From the outside this would look a lot like eidetic memory.This rare condition also known as highly superior autobiographical memory (HSAM) causes people to remember just about everything that has occurred in their life. Perhaps there are individuals whose brains are exceptionally quick at this, and who have a larger than average storage capacity in their working memories. But maybe – or rather, very likely – there's a whole lot of top-down processing going on, making sense of what is seen, relating it to other stored information, preparing it for easy storage. Maybe it remains raw and unchanged apart from the assembly. And what happens during this processing? No-one knows, not even Marvin Minsky. What this means is that everybody who looks at anything through their eyes has to process the information. So, to say this clearly: It is impossible to view a whole page without processing it. That's processing, if you want to put a name to it. But what do you do, when you do that? You send a row of images to your brain, and your brain has to process them to build the whole page from that. So obviously, if you want to store a whole page (or any detailed image), you'll have to let your eyes "scan" it. If you want to know how blurred, focus on the dot at the end of this sentence and try to read the lines below it. If you look at a page of text without letting your eyes roam over it, you will have a thumbnail-sized area of sharp and readable text, and a whole page of blurred text. Only the central 2° of your field of vision are focussed and sharp.

hyperthymesia vs eidetic

a page of text in a few seconds", I see a problem that would make eidetic memory – in the sense of storing the raw data of what you see without processing it – pretty much impossible anyway: Minsky (or you) will probably counter that I'm "using mnemonics and other, non-eidetic memory enhancing exercises", but looking at your example of "quickly memoriz. I believe I could get very much better at this, and don't need autims to accomplish it. And it most certainly does not work for random dots.īut I draw only as a hobby, spend little time on it even at my most intense phases and have long stretches of time where I don't draw at all. This image is limited to what you focussed on, obviously, so parts of the background or anything you found uninteresting will be blurred or missing, and the detail is not very fine, so I can't count matches.

hyperthymesia vs eidetic

With time you become better at this until you can hold a rather detailed representation of what you saw in your mind. I have been drawing from life as a hobby off and on for more than twenty years, and one of the exercises that help you with learning to draw in a realistic manner is to look at your subject for several seconds and then turn to your canvas and draw what you have seen without looking back at it. I personally have had the experience that you can train your ability to hold a mental image of what you see. Given the relationship between the researcher and the subject, and lack of reproduced test results, even that one example is rather suspect.Īre there any evidence to support that perfect long-term visual storage and retrieval of memories are theoretically possible? By what mechanism would this likely work? There have been a few claims of photographic memory, but only one person was ever reported to have passed tests supporting that claim: a woman named Elizabeth, who later married Charles Stromeyer, the man who had performed the studies within which Elizabeth demonstrated these purported skills.
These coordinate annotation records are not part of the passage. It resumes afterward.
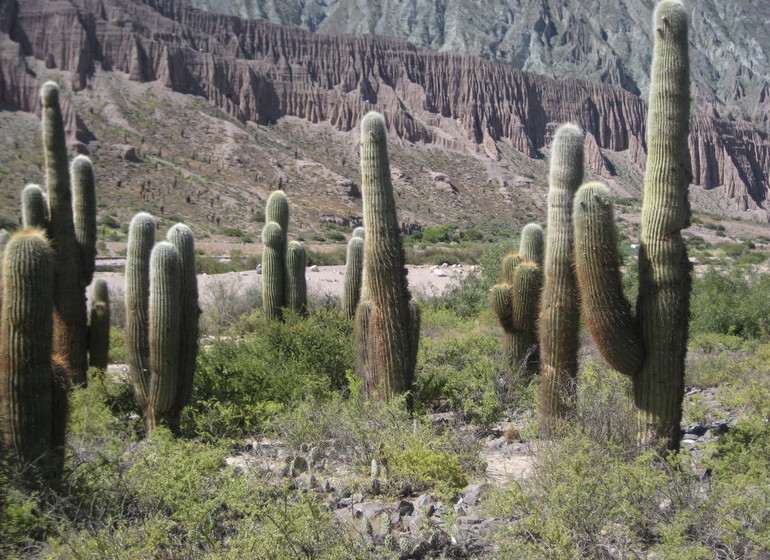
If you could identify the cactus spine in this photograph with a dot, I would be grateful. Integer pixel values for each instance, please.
(559, 319)
(354, 266)
(26, 419)
(99, 325)
(296, 286)
(272, 270)
(70, 336)
(387, 324)
(514, 301)
(650, 347)
(161, 319)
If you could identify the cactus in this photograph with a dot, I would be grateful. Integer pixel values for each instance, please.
(70, 336)
(34, 207)
(99, 325)
(354, 266)
(161, 319)
(387, 323)
(26, 328)
(272, 270)
(164, 333)
(651, 347)
(559, 304)
(141, 238)
(514, 301)
(181, 237)
(296, 286)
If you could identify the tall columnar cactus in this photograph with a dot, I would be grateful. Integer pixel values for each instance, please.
(387, 323)
(99, 325)
(84, 214)
(272, 270)
(141, 238)
(650, 347)
(296, 286)
(559, 319)
(26, 419)
(70, 336)
(515, 299)
(164, 334)
(34, 207)
(161, 319)
(181, 237)
(354, 267)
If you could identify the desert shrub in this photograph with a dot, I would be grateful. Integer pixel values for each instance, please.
(241, 382)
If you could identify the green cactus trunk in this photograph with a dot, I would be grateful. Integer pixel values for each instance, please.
(559, 318)
(70, 336)
(34, 207)
(388, 326)
(296, 285)
(181, 237)
(141, 238)
(99, 326)
(164, 335)
(652, 345)
(354, 267)
(25, 348)
(272, 271)
(84, 214)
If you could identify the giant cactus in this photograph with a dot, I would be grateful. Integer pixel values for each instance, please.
(387, 323)
(161, 319)
(72, 273)
(559, 304)
(515, 299)
(650, 347)
(354, 266)
(26, 418)
(99, 325)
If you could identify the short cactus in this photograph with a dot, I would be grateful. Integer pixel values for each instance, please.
(560, 304)
(354, 267)
(26, 419)
(387, 323)
(651, 347)
(99, 325)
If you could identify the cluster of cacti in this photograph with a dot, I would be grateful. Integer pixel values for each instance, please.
(32, 415)
(649, 347)
(283, 263)
(161, 319)
(560, 303)
(387, 320)
(515, 302)
(70, 221)
(354, 271)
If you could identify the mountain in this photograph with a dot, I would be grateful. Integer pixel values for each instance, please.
(608, 41)
(231, 108)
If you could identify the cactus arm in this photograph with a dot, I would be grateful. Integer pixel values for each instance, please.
(296, 285)
(99, 325)
(181, 237)
(141, 238)
(354, 264)
(664, 269)
(607, 313)
(272, 270)
(70, 323)
(25, 347)
(558, 323)
(165, 316)
(34, 207)
(84, 214)
(385, 285)
(531, 244)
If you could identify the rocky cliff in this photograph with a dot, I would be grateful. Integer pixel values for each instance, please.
(260, 71)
#Hyperthymesia vs eidetic professional

So far as I can tell, all of these tales are unfounded myths, and only professional magicians or charlatans can produce such demonstrations." ".we often hear about people with 'photographic memories' that enable them to quickly memorize all the fine details of a complicated picture or a page of text in a few seconds.

hyperthymesia vs eidetic

In Marvin Minsky's The Society of Mind claims it is a myth: Photographic memory is a fairly well known phenomena, but is it theoretically possible?